2019/08/15

Gênesis 26 — Estudo Bíblico

Estudo sobre o Livro de Gênesis





Gênesis 26

O PROCEDIMENTO DE ISAQUE COM SEUS VIZINHOS (26.1-33)
Semelhante às relações de Abraão com os vizinhos pagãos, os contatos de Isaque com o povo de Canaã tinham um padrão alterado de desconfiança, paciência e reconcili­ação. Até as bênçãos de prosperidade concedidas por Deus ao patriarca pareciam impe­dir os esforços de Isaque em estabelecer uma paz amável com eles.

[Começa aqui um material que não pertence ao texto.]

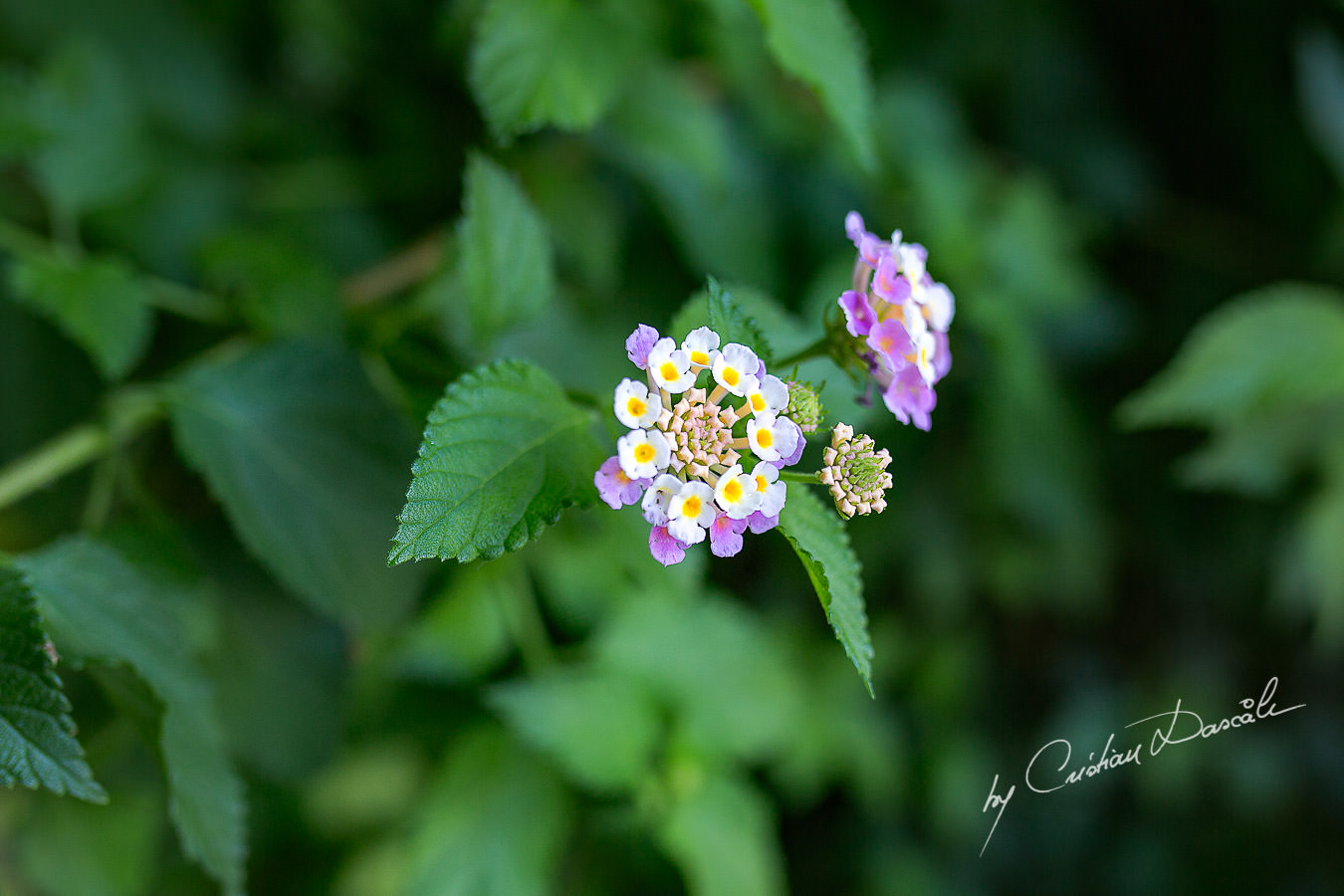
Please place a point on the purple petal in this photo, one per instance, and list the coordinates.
(859, 316)
(760, 523)
(726, 537)
(614, 487)
(797, 450)
(664, 549)
(638, 342)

As Promessas do Concerto feitas a Isaque (26.1-5)
Uma fome (1) forçou Isaque a sair da terra semi-árida do sul e oeste de Canaã para buscar pastagem ao longo da planície costeira a leste do mar Mediterrâneo (ver Mapa 2). Era território de Abimeleque, rei dos filisteus, perto da fronteira do Egito. Mas logicamente a região mais rica do delta do Egito estava atraindo Isaque para essa direção. Foi então que apareceu-lhe o SENHOR (2).
Deus disse a Isaque que ficasse longe do Egito. Renovou as promessas dadas a Abraão, e as aplicou a Isaque. Canaã seria a casa de Isaque e lá ele conheceria a presença de Deus. Novamente, Deus destacou a ideia da semente como as estrelas dos céus (4) e ressaltou a garantia de que todas as nações da terra colheriam bênçãos dos seus descendentes. A promessa de Deus foi passada para Isaque, porquanto Abraão obe­deceu à minha voz (5).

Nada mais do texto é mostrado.